The three categories of diagnoses, namely rhinitis, neoplasia and polyp, all have the potential to be diagnosed on the same sample – despite this, the logistic regression showed they were not likely to co-occur. This may simply be due to the nature of the biopsy samples obtained, that is, a biopsy sample is likely to be obtained from a polyp or distinct mass if visible within the nasal cavity, and not from the adjacent mucosa, and this targeting of samples may result in concurrent pathology not being represented in the biopsy material submitted for assessment. One limitation of the current study is the reliance on the biopsy samples to be fully representative of all the nasal pathology present in that individual.

For cats diagnosed with neoplasia of any histological type, the age at diagnosis in the current study ranged from 2 to 20 years, with a median of 11 years, similar to a previous study. ⁴ In the present study, from the ages of 2–4 years, lymphoma was the only histological type of neoplasm diagnosed, with the youngest cat diagnosed with carcinoma being 5 years old. This previous study ⁴ also reported an increased risk in males and in older cats, but these associations were not found in the current study, nor by Henderson et al. ¹

In agreement with various previous studies, lymphoma was the most commonly diagnosed neoplasm in the nasal cavity of cats.^1,4,5 The second most commonly diagnosed tumour was adenocarcinoma, followed by undifferentiated carcinoma. By comparison, benign neoplasms were infrequent, comprising only 1.5% of all tumours diagnosed.

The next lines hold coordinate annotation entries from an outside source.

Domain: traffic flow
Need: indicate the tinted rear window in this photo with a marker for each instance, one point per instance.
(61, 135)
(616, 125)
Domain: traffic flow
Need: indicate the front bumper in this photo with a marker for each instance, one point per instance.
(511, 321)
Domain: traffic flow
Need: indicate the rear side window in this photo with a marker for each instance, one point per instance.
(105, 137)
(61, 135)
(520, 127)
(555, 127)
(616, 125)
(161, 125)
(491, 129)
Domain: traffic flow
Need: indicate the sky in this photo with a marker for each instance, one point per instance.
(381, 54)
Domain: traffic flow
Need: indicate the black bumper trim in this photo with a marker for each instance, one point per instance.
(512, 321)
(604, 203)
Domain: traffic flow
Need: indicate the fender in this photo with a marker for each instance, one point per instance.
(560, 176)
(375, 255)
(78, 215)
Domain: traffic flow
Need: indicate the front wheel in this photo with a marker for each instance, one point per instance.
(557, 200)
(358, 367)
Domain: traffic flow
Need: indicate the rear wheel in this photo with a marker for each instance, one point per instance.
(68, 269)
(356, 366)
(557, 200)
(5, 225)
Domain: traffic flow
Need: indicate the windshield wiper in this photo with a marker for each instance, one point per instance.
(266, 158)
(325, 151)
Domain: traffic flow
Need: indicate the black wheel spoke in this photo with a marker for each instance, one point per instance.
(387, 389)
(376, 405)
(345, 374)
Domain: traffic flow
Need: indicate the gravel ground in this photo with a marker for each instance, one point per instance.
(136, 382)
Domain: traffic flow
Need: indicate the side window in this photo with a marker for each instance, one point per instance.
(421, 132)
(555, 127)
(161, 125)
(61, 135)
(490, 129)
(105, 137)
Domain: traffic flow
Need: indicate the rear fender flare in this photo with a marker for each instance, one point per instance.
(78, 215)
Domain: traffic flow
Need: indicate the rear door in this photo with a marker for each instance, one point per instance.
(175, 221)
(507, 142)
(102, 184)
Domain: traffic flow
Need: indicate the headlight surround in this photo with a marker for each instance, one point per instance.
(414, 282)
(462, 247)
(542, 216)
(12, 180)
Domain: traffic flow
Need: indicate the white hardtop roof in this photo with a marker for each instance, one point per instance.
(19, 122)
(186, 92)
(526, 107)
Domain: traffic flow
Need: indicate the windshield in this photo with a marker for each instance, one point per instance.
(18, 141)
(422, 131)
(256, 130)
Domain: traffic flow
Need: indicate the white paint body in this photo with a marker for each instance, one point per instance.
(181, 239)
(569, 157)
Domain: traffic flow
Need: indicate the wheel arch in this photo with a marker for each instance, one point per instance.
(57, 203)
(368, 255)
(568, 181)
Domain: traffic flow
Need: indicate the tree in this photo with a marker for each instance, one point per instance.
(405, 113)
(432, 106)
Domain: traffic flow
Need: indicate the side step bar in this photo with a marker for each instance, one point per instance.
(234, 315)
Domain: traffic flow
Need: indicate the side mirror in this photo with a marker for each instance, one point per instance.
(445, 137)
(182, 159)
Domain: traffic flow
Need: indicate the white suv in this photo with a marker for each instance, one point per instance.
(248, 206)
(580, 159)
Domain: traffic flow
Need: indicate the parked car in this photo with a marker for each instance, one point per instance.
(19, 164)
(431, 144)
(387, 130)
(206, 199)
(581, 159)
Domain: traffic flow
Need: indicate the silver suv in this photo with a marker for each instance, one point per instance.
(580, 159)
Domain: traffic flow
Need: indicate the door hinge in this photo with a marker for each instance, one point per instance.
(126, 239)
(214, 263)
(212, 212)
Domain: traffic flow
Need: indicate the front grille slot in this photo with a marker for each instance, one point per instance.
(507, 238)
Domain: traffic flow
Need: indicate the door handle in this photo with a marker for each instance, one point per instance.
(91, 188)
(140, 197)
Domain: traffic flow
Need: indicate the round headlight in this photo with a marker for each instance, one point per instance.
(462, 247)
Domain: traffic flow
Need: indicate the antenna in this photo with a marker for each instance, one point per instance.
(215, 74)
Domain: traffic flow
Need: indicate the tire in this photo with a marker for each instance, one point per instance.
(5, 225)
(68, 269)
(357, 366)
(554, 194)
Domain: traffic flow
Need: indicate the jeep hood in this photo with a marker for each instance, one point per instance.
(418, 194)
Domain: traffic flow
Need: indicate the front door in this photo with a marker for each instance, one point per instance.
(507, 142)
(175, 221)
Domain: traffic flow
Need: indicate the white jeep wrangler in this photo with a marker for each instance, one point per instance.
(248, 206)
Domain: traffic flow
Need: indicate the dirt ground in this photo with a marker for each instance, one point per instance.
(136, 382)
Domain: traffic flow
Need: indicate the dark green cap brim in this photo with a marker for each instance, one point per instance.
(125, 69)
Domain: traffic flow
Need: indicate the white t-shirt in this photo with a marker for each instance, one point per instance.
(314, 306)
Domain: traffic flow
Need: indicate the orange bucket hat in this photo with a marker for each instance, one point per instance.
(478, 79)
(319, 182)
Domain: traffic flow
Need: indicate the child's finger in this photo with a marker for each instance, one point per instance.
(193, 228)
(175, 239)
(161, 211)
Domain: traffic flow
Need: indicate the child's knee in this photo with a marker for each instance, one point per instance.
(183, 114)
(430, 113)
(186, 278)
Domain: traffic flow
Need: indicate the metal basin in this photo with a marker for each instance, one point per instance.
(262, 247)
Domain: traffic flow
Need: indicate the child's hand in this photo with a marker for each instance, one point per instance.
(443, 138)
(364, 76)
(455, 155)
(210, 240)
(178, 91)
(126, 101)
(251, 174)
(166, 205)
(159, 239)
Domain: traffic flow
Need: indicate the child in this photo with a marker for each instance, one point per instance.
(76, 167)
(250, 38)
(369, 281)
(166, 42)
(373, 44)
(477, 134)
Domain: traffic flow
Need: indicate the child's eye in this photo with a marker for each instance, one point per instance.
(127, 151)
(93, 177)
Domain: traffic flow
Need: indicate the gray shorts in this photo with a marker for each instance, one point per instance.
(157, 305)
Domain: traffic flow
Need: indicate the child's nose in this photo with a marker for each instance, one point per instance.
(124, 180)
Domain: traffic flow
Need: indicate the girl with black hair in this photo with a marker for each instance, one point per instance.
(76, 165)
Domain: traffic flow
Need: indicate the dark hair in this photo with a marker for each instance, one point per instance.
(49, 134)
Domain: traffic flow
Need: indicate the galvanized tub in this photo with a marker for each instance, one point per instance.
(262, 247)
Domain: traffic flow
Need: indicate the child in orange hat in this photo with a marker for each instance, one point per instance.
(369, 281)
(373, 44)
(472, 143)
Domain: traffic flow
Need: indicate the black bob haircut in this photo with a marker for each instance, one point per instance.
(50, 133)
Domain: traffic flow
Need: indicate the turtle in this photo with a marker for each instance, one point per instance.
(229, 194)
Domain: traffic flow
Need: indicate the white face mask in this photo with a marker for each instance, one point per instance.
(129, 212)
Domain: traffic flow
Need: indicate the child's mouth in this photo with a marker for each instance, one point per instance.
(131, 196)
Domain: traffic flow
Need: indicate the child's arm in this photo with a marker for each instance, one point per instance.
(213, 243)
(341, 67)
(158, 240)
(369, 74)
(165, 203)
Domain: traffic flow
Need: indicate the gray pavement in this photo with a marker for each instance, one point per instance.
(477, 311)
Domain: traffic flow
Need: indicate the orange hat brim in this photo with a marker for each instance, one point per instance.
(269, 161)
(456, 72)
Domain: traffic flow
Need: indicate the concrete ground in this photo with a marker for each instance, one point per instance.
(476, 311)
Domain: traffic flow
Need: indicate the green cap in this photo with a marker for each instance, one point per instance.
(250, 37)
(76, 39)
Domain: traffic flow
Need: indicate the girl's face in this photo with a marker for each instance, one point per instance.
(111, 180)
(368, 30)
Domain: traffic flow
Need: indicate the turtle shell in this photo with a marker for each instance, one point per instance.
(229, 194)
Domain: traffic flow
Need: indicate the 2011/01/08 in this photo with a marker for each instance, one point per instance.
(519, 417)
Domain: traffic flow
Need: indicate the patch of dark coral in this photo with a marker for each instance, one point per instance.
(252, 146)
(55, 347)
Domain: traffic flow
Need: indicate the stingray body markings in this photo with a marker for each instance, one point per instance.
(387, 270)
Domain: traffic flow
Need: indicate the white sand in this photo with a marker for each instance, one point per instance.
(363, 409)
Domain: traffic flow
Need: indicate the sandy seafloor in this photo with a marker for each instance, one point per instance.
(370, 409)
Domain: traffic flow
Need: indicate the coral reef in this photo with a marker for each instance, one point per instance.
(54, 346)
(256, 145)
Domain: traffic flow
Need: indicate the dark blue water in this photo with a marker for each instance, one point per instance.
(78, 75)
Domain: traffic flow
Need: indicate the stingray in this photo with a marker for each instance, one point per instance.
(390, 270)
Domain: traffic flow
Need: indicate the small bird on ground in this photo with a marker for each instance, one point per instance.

One previous study ⁴ reported a wider range of tumour types than the present study, despite a similarly sized population, and it may be that some of the less common nasal neoplasms (including various forms of sarcoma) were not detected in the database search as they may not have specified the site as nasal in either the diagnosis given or in the sample type submitted.

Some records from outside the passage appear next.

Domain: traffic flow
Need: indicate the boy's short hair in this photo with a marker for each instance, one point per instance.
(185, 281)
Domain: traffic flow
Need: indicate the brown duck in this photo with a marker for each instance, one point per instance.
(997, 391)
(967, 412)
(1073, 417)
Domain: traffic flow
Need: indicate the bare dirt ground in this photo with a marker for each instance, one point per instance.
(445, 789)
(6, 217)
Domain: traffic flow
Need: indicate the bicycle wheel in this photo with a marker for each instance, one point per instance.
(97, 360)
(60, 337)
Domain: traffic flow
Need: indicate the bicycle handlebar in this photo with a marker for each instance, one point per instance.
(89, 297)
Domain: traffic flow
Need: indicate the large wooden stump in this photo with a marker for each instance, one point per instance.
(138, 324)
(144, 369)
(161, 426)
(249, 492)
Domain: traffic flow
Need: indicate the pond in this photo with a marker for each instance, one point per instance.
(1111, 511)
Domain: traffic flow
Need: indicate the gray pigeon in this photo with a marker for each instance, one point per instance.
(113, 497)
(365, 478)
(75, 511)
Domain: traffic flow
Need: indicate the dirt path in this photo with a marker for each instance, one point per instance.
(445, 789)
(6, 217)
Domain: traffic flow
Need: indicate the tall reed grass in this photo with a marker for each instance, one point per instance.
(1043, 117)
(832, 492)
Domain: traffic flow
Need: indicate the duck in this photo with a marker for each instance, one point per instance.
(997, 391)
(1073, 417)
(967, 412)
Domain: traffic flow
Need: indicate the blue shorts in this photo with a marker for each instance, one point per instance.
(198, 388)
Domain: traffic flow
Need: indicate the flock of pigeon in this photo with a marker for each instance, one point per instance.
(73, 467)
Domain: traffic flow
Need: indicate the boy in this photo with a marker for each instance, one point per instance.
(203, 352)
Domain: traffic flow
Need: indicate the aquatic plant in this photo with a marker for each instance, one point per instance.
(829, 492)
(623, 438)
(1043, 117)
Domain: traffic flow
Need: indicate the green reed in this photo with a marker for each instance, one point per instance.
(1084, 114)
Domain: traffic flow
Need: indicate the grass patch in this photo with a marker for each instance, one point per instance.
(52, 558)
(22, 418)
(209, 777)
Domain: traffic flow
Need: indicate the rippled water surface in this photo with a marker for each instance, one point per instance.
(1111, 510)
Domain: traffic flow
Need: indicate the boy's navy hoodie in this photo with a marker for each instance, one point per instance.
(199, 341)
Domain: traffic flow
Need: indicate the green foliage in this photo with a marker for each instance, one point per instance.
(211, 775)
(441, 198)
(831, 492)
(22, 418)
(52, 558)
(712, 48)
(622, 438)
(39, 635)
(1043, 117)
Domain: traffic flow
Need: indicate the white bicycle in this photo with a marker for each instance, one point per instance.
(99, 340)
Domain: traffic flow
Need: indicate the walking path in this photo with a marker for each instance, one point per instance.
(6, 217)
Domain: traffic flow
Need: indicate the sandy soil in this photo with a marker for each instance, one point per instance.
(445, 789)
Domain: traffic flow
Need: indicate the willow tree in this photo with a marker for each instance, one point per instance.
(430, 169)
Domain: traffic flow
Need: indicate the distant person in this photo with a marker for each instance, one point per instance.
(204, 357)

Other limitations of this study include its retrospective nature, and the absence of clinical outcome data or information regarding previous therapies. Furthermore, some breeds and some categories of skull conformation were small. Rhinitis is a non-specific diagnosis encompassing a wide range of processes, and in the present study, there was no differentiation between the various forms; for example, fungal, bacterial or allergic rhinitis.

Conclusions

In this large-scale study of nasal biopsy submissions from UK-based cats, no significant association was found between skull conformation and nasal diseases, contrary to what might be expected. The only significant association found, when multivariable logistic regression modelling was used, between any of the potential risk factors and various forms of nasal disease, was polyps being more likely to arise in younger cats. No other significant associations, including between breed, sex or age, and the different conditions, was found.